Autophagy induction by celastrol augments protection against bleomycin-induced experimental pulmonary fibrosis in rats: Role of adaptor protein p62/ SQSTM1

- Celastrol alters morphological changes and modulates collagen accumulation during pulmonary fibrosis in rats.
- Celastrol enhances the formation and elongation of autophagosome and induces autophagy in bleomycin-induced rat lungs.
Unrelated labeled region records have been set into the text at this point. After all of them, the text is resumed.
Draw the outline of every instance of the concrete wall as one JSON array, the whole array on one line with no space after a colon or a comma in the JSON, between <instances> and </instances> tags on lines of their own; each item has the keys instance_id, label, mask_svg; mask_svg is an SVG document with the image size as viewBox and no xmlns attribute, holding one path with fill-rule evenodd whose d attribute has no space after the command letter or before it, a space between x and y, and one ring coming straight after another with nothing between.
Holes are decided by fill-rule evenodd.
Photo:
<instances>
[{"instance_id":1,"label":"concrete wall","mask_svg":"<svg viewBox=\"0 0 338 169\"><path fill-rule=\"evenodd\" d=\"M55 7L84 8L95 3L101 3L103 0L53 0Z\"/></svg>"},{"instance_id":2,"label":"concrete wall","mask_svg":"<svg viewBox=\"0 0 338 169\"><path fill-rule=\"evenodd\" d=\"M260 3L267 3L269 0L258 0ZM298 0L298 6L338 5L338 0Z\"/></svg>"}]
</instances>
- Celastrol inhibits PI3k/Akt mediated mTOR expression in bleomycin-induced pulmonary fibrosis.
- Celastrol decreases the expression of autophagy adaptor protein p62 during pulmonary fibrosis.

Pulmonary fibrosis (PF) is a chronic pulmonary disease of unknown cause with high mortality. Autophagy is an important homeostatic process that decides the fate of cells under stress conditions. This study is aimed to investigate whether impaired autophagic activity leads to fibrosis and pharmacological induction of autophagy provides protection against bleomycin (BLM)-induced PF. A single dose of BLM (3 U/kg body weight) was administered intratracheally to induce fibrosis in rats. Celastrol, a triterpenoid (5 mg/kg body weight, intraperitoneally) was given in every 81 h for a period of 28 days. Western blot and Confocal microscopic analysis of rat lung tissue samples revealed that celastrol induces autophagy in BLM-induced rats. Transmission electron microscopic analysis supports the above findings. Celastrol increased the expressions of Beclin 1 and Vps 34, promoted the up-regulation of Atg5-Atg12-16 formation and enhanced the lipidation of LC3I to LC3II suggesting induction of autophagy by celastrol provide protection against lung fibrosis. Further, we revealed that celastrol activates autophagy by inhibiting PI3K/Akt mediated mTOR expression. In addition, we show evidences that lack of autophagy leads to accumulation of p62, an autophagy adaptor protein that is degraded by celastrol. This study helps to describe the importance of autophagic cell death as a possible therapeutic target against lung fibrosis, and celastrol as a potential candidate for the treatment options for PF.